Delta 8 THC (tetrahydrocannabinol) is one of more than 100 compounds, or cannabinoids, found in the Cannabis sativa plant. Delta 8 THC is found in trace amounts in marijuana plants and hemp plants. It is much less present than the more well-known Delta 9, which is the cannabinoid in the cannabis plant that produces the feeling of elation or "high."
Delta 8 THC is sometimes called "diet weed" or "marijuana-lite" because while it does have psychoactive and intoxicating effects, it is much milder than Delta 9 THC.
Where did Delta 8 come from?
Delta 8 THC has become a booming industry. Sean Conners, VP of Bison Botanics in New York, told WebMD that in 2021 Delta 8 THC sales were 65 percent of his business.1 The product is available in all of the forms that CBD is available: vape pens, gummies, oils, tinctures, and other forms. These items generated hundreds of millions of dollars in 2021.2
The boom for Delta 8 occurred shortly after the passage of the 2018 Farm Bill. This act removed hemp from the federal list of controlled substances, Schedule 1. It legalizes hemp products as long as them hemp has less than 0.3 percent THC in it. But this law failed to mention Delta 8 THC, only Delta 9 THC.

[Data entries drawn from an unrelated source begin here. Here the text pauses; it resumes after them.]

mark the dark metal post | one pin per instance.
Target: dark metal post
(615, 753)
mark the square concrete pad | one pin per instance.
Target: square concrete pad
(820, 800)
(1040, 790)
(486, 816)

Farmers went straight to work growing hemp, but soon the supply outstripped the demand, and producers were sitting on piles of unsold hemp-derived CBD. So many producers decided to diversify and transform their CBD into Delta 8 products.
Is Delta 8 safe?
Because of its scarcity, Delta 8 THC is typically manufactured. This process, which involves putting CBD through an acid bath, which produces potentially harmful by-products along with Delta 8 THC. While many Delta 8 THC products available in convenience stores and gas stations are produced responsibly, there is still a tremendous amount of shady products that are not third-party lab tested. This raises questions about product labeling, public health risks, consumer safety, and risks taken during the process of creating and using Delta 8 THC.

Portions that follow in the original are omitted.